Complete hemoglobin recovery (cHR) and partial hemoglobin recovery (pHR) were defined as hemoglobin within 1g/dL and 2g/dL of the pre-treatment value, respectively, and without RBC transfusion within the preceding 2 weeks. Patients on any amount of immunosuppression could still achieve a cHR or pHR. Complete remission from AIHA (CR-AIHA) was defined as hemoglobin within 1g/dL of the pre-treatment value in the absence of immunosuppression and without features of ongoing hemolysis or red blood cell transfusion within the preceding 2 weeks.
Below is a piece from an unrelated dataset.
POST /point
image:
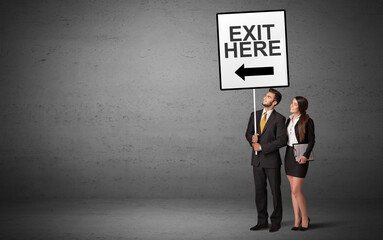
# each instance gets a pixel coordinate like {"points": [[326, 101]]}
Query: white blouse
{"points": [[291, 137]]}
| Pt | Treatment | Hgb recovery | CR-AIHA | Time to Hgb recovery (days) | ICPi initially held? | Re-challenged with ICPi? | IRAE with retreatment? | Response of malignancy to initial ICPia |
|---|---|---|---|---|---|---|---|---|
| 1 | Pred 1mg/kg PO QD tapered over 2 months, ritux 375mg/m2/week IV x4 | cHR | Y | 122 | Y | N | N/A | Partial response, progression in months |
| 2 | MP 100–200mg IV x4 doses, Pred 60mg PO QD tapered over 25 days | cHR | Y | 21 | Y | N | N/A | Partial response |
| 3 | Pred 60mg PO QD tapered over 5 weeks | cHR | Y | 32 | Y | Nivo | N | Complete response |
| 4 | Pred 70mg PO QD tapered over 8 weeks | cHR | Y | 47 | Y | Nivo | Nb | Complete response, recurrence in months |
| 5 | MP 100mg IV x1, Pred 60mg PO QD tapered over 2 weeks then restarted at 60mg PO QD due to pyrexia | cHR | N | 56 | N | Continued on Ipi/Nivo x4 cycles, then Nivo maintenance | AIHA, pyrexia | Stable disease, progression in months |
| 6 | Dex 10mg IV BID tapered over 7 weeks, continued on dex 6mg PO QD for brain metastases | pHR | N | 29 | N | Continued on Ipi | AIHA | Progression |
| 7 | 1. Pred 100mg PO QD tapered over 6 months and IVIG 0.5g/kg QD x2 days 2. Relapse: Pred 60mg PO QD tapered over 4 months, ritux 375mg/m2/week IV x4, IVIG 1g/kg/day x2 days |
cHR | N | 44 | Y | N | N/A | Partial response |
| 8 | MP 60mg IV x1, prednisone 60mg PO QD tapered over 2.5 months | pHR | N | 160 | Y | N | N/A | Stable disease |
| 9 | MP 1.25mg/kg IV QD x3, pred 1.5mg/kg PO QD tapered over 3.5 months | cHR | Y | 18 | Y | N | N/A | Not applicable (ICPi given as adjuvant treatment) |
| 10 | 1. Pred 60mg PO QD tapered over 2.5 months 2. Relapse: Pred 50mg PO QD tapered over 3.5 months, IVIG 1g/kg x2, ritux 375mg/m2 IV x4, azathioprine 150mg PO QD |
cHR | N | 49 | Y | N | N/A | Partial response |
| 11 | Pred 60mg PO QD tapered over 4 weeks | cHR | Y | 9 | Y | N | N/A | Partial response, progression in weeks |
| 12 | Dex 12mg IV x1, pred 1mg/kg PO QD tapered over 10 weeks | cHR | Y | 138 | Y | Ipi/Nivo held x2 cycles then continued | N | Progression |
| 13 | Pred 1mg/kg PO QD tapered over 4.5 months | cHR | Y | 64 | Y | Pembro | N | Progression |
| 14 | Dex 4mg PO BID tapered over 1 month | cHR | N | 46 | N | Continued on Pembro | ITP, AKI, hepatitis | Partial response |
| M (IQR) | 47 (30–62) |
As defined by the treating clinician.
This patient did not have a recurrence of ICPi-AIHA when treated re-challenged with nivolumab alone. However, after 8 months of single-agent nivolumab, the patient’s underlying malignancy recurred. The patient was subsequently treated with combination ipilimumab/nivolumab and experienced recurrent ICPi-AIHA within one week of treatment. ICPi-AIHA was refractory to prednisone and IVIG, though did respond to rituximab. As a result, ICPis were permanently discontinued.
Abbreviations: AKI, acute kidney injury; BID, twice per day; Dex, dexamethasone; Hgb, hemoglobin; ICPi, immune checkpoint inhibitor; Ipi, ipilimumab; IQR, intraquartile range; IRAEs, immune related adverse events; ITP, immune thrombocytopenia; IV, intravenous; IVIG, intravenous immune globulin; M; median; MP, methylprednisolone; N, no; N/a, not applicable; Nivo, nivolumab; Pembro, pembrolizumab; PO, by mouth; Pred, prednisone; QD, once/day; Ritux, rituximab; Y, yes.